The words practically explode out of me, so loud that Ms. Aguilar lets out a little squeak from the front of the room.
I ignore her, and so does Jude.
To his very small credit, he doesn’t try to pretend my question is about the assignment. But he doesn’t answer, either. He just watches me out of eyes that seem much older than his years, eyes that have always seen way more than I want to show.
But this time, I stare back. I’ve spent too many months—too many years—looking away, trying to hide the maelstrom of emotions inside of me. But Serena’s death, my mom’s betrayal, and Jude’s latest bullshit have collided to make me feel as volatile as the storm that’s building outside. Screw keeping a low profile. I’m done pretending.

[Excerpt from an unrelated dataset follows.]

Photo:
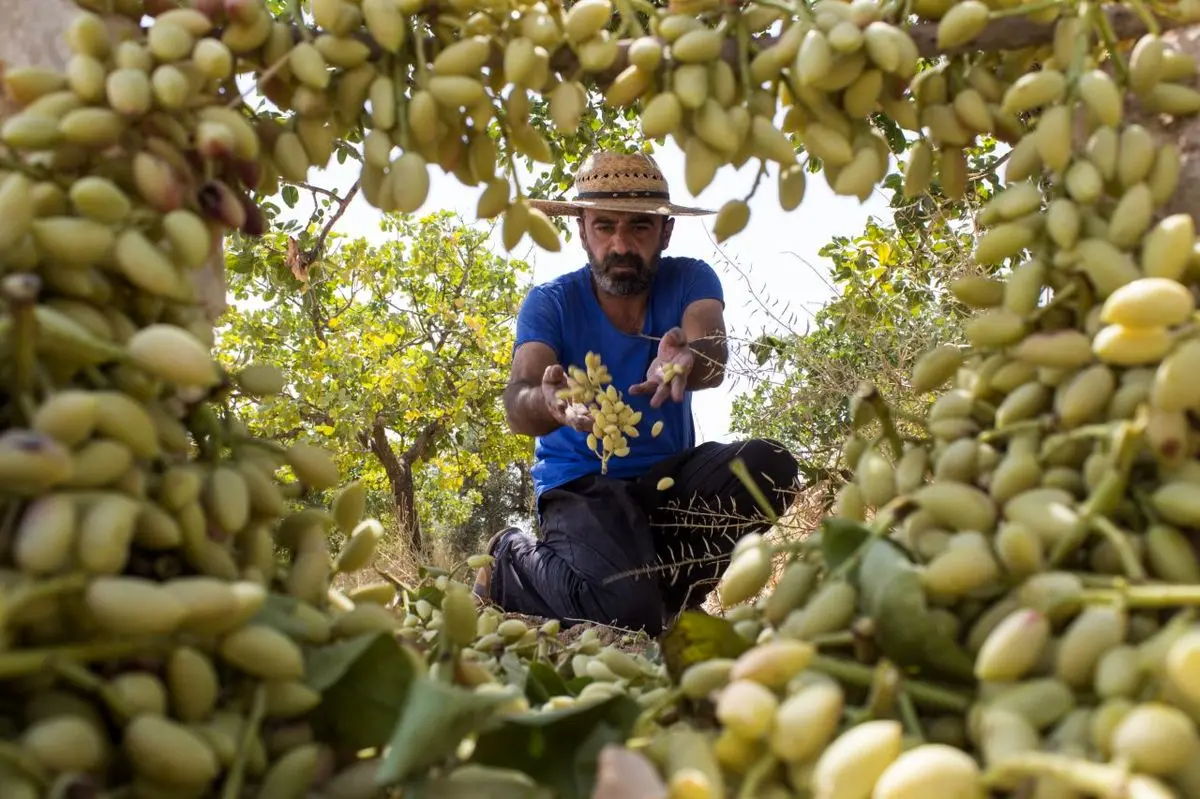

“Is everything okay over here?” Ms. Aguilar asks nervously, and I glance up only to realize that Jude and I have been staring at each other long enough for her to cross the whole room.
“Everything’s okay,” Jude tells her, but his intense gaze never leaves mine.
I don’t even try to disguise the harsh laugh that comes from my throat. Because nothing is okay. Not with Jude. Not with Serena. Not with anyone or anything in this whole messed-up school.
“Are you—” She breaks off as the classroom door opens. She pivots, clearly grateful for the distraction.
“How can I help you, young man?”
“My schedule changed, and I just got transferred to this class,” answers a voice with a slow, thick New Orleans accent that has my blood freezing in my veins.
No. Just no.
Because there is only one person in the whole of Calder Academy who has that accent—and I’ve done my best to stay as far away from it, and him, as I can since he showed up here a few weeks ago.
But apparently the universe has other plans for me today. First Serena, then Jude, and now this?
Ms. Aguilar walks to the front of the classroom and takes the slip of paper from the office that he holds out to her. “Remy Villanova Boudreax. Welcome to Brit Lit. We’re currently working on analyzing one of the greatest poets of all time.”
Her eyes scan the classroom, quickly darting past the Jean-Jerks before coming to rest on Jude and me. “Why don’t you go join Clementine and Jude’s group? I’m sure they’d love the…help.”